Hannibal vint frotter sa truffe contre la jambe de sa maîtresse.

— Tu vois, reprit Tommy, il vient te dire qu'il est intelligent. Beaucoup plus que nous ne l'avons été jusqu'ici, toi et moi.

— Qu'est-ce que ça signifie ?

Mais Mr. Beresford, ignorant la question de sa femme, changea de sujet.

— Est-ce que tu t'es bien amusée ?

— Ma foi, je n'irai pas jusque-là. Néanmoins, tout le monde a été gentil envers moi.

— Je t'ai dit, il y a un instant, qu'Hannibal et moi avions fait preuve d'intelligence.

— J'avais compris que c'était Hannibal tout seul.

Tommy allongea le bras pour prendre un livre sur une étagère.

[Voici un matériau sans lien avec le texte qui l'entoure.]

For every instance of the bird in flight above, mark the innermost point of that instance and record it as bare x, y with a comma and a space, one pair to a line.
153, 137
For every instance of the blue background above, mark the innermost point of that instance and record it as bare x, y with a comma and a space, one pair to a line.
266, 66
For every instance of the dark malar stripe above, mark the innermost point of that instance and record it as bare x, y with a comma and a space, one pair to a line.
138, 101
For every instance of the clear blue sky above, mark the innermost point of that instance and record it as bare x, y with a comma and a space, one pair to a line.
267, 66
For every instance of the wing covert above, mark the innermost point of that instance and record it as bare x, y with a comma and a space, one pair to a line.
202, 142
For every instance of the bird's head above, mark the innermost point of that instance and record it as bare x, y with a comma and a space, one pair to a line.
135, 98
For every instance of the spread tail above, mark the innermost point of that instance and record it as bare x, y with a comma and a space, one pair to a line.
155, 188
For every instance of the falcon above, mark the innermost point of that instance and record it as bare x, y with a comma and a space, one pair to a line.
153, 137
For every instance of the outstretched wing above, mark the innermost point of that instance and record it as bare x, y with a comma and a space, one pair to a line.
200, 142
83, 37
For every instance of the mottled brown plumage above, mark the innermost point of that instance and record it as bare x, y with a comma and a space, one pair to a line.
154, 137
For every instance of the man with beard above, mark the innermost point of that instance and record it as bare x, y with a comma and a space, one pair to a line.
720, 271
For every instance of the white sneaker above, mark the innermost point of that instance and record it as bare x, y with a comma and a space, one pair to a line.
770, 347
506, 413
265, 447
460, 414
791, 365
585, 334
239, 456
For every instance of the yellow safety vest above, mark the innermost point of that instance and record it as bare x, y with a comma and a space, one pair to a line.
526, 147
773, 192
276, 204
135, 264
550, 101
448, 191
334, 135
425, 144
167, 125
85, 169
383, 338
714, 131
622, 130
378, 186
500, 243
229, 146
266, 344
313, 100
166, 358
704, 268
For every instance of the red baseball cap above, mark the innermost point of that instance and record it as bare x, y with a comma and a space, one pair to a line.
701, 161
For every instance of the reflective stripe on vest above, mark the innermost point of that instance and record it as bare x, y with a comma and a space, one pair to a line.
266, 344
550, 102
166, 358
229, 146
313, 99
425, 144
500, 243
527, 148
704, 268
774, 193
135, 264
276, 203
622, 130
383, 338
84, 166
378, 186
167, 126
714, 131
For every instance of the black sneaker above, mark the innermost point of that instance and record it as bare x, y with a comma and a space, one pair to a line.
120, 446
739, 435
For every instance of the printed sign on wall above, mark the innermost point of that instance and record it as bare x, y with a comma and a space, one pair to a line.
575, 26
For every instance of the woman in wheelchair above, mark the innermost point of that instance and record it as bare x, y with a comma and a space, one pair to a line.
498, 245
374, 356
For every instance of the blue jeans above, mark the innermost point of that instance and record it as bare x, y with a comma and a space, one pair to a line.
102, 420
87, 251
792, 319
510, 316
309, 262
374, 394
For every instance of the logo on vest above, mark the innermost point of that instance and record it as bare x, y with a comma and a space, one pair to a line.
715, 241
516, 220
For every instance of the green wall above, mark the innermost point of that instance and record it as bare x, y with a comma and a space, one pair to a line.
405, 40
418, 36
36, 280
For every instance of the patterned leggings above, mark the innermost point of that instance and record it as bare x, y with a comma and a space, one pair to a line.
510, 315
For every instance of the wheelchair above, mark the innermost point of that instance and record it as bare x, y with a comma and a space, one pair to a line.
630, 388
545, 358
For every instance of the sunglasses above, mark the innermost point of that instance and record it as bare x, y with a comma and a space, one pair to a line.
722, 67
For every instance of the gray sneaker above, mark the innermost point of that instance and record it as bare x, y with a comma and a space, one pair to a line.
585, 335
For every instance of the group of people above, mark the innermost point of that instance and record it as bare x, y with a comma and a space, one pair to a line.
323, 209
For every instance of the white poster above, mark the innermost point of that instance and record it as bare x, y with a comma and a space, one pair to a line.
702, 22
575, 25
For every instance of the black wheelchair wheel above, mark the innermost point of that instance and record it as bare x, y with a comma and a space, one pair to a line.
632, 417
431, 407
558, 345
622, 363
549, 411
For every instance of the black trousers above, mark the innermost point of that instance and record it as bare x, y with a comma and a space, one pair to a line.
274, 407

— L'Enlèvement, un autre Stevenson. Quelqu'un devait aimer particulièrement cet auteur. Il y a encore La Flèche noire, Catriona et deux ou trois autres. Offerts à Alexandre Parkinson par sa grand-mère.

— Et alors ?

— Alors, j'ai découvert sa tombe.

— Quoi ?

— Pour être tout à fait juste, c'est Hannibal qui l'a découverte, près de la porte de la sacristie. Elle n'est pas très bien entretenue, et l'inscription en est presque effacée, mais c'est bien elle. Alexandre Richard Parkinson, décédé dans sa quatorzième année.

— Quatorze ans. Pauvre gosse !

— Hannibal fouinait dans ce coin, et j'ai réussi à déchiffrer l'inscription. Puis je me suis posé une question. Je crois que… tu m'as contaminé. C'est ça le plus terrible, avec toi : quand tu t'intéresses à quelque chose, il faut toujours que tu entraînes quelqu'un dans ton sillage. Je me suis demandé s'il ne pourrait y avoir, entre la découverte du jeune Alexandre et sa mort prématurée, un rapport de cause à effet. Il s'était donné la peine de rédiger une sorte de message secret : Marie Jordan n'est pas décédée de mort naturelle. Si nous supposons que cette affirmation est l'expression de la vérité, ne crois-tu pas qu'elle a pu entraîner… euh… la mort de ce garçon ?

— Tu ne penses tout de même pas…

— Ma foi, on est en droit de s'interroger. Il est bien évident que l'inscription de la pierre tombale ne précise pas de quoi il est mort. Mais s'il savait véritablement un détail compromettant pour quelqu'un…

— Tu te fais des idées.

— Je te fais remarquer que c'est toi qui as commencé à soulever la question.

— De toute façon, ces événements sont tellement lointains que nous ne parviendrons jamais à trouver la solution de l'énigme.

— Cela remonte à peu près à l'époque où nous enquêtions sur l'affaire Jane Finn2.

Tommy et Tuppence échangèrent un regard. Leur esprit se reportait à bien des années en arrière.